Brad DeLong has two posts, one from Ezra “I’m a liberal who is safe for the Washington Post” Klein and one from Mike “I actually looked at the data” Konczal.

Brad deals with Ezra’s folly:

I think a B+ is too high a grade–largely because one big task of 2009 was to set up the situation so that you could still make policy in 2010 and 2011 if it turned out that you needed to.

And that’s without mentioning that the Administration violated the first law of Presidencies; the one George Effing W. Bush knew well: give your base something early, so they know you didn’t just come to them for their votes. Bush gave his “faith-based initiatives.” Obama—who campaigned on card check, principal reduction, and his father being Jor-El—only went for big-ticket items.

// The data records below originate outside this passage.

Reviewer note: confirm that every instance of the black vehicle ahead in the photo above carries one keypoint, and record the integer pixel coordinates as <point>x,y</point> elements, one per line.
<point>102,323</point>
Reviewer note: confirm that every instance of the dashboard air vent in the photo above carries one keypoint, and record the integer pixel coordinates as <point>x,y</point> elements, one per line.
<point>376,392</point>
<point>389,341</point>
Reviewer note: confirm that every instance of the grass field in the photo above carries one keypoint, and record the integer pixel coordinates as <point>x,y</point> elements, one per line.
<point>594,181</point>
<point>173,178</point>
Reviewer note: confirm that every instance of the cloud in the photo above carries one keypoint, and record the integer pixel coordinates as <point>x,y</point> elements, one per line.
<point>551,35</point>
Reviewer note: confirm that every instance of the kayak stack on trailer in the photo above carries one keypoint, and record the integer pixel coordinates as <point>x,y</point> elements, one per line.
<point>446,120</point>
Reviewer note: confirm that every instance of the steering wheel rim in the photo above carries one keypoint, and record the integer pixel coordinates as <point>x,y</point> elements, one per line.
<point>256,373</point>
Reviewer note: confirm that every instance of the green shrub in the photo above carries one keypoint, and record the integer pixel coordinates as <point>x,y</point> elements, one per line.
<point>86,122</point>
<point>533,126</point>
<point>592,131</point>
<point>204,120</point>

Mike goes in detail over the ground I discussed here: the idiocy that is the 2010 State of the Union Address, delivered 27 January 2010. With contemporaneous detail. Go Read the Whole Thing.

It’s not just bad economics, it’s bad politics. Which brings me back to Matt’s lazy first graphic, which means I’m going to beat the dead horse again. Below the fold.

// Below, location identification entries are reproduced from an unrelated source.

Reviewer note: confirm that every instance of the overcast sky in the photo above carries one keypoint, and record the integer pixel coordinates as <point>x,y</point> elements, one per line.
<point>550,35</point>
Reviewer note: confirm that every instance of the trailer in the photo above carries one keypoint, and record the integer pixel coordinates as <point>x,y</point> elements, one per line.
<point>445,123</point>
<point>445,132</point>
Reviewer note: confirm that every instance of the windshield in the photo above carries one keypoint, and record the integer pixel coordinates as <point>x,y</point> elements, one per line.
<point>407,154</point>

I called it “lazy” because it is; it’s raw data, and you don’t just look at raw data in isolation, at least if you’re sane. You don’t do it if you’re an economist, and you don’t do it if you’re a politician.

As an economist, you don’t just look at unemployment; you look at unemployment in relation to other things—causes, effects. GDP gaps, demographics, transitions from one sector to another, you name it. It’s nice to see data, and flows, but they have to mean something.

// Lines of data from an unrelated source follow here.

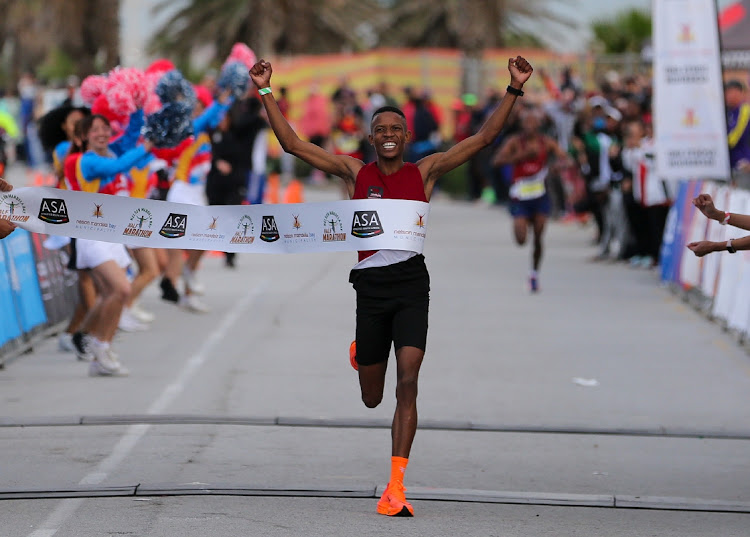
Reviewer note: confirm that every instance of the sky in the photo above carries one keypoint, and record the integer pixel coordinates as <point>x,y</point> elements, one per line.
<point>138,24</point>
<point>603,8</point>
<point>575,40</point>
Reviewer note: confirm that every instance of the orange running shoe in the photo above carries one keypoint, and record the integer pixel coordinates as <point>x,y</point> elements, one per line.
<point>353,355</point>
<point>393,502</point>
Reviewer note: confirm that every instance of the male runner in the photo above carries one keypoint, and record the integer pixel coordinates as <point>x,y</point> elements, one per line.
<point>392,285</point>
<point>705,204</point>
<point>529,152</point>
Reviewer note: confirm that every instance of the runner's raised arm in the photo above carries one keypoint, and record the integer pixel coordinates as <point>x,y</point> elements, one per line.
<point>339,165</point>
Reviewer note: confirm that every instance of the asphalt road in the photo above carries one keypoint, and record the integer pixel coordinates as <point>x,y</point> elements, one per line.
<point>257,399</point>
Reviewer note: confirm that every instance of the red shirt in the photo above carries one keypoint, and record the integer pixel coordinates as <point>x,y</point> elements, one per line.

Political analysts—if they’re any good—don’t look at data in isolation either, especially when they have Austan Goolsbee, Alan Kreuger, Christina Romer, and even Lawrence H. Summers working with them. Any one of those four—let alone all of them, often in the same room, if not always the same discussion—could tell David Axelrod that the U.S. needs to create between 110,000 and 150,000 jobs a month just to tread water on unemployment. Maybe they ballpark it at 125,000. So instead of Matt’s original graphic, David Axelrod would have seen something like this one:

And if he’s still talking about how his boss will have nothing to worry about in two years, well, I’m certain that Goolsbee, Krueger, Romer, or Summers—all of whom were still at the White House during that time—would have set him straight.

And there would have been another policy, a change of course. Or a really bad Unforced Error.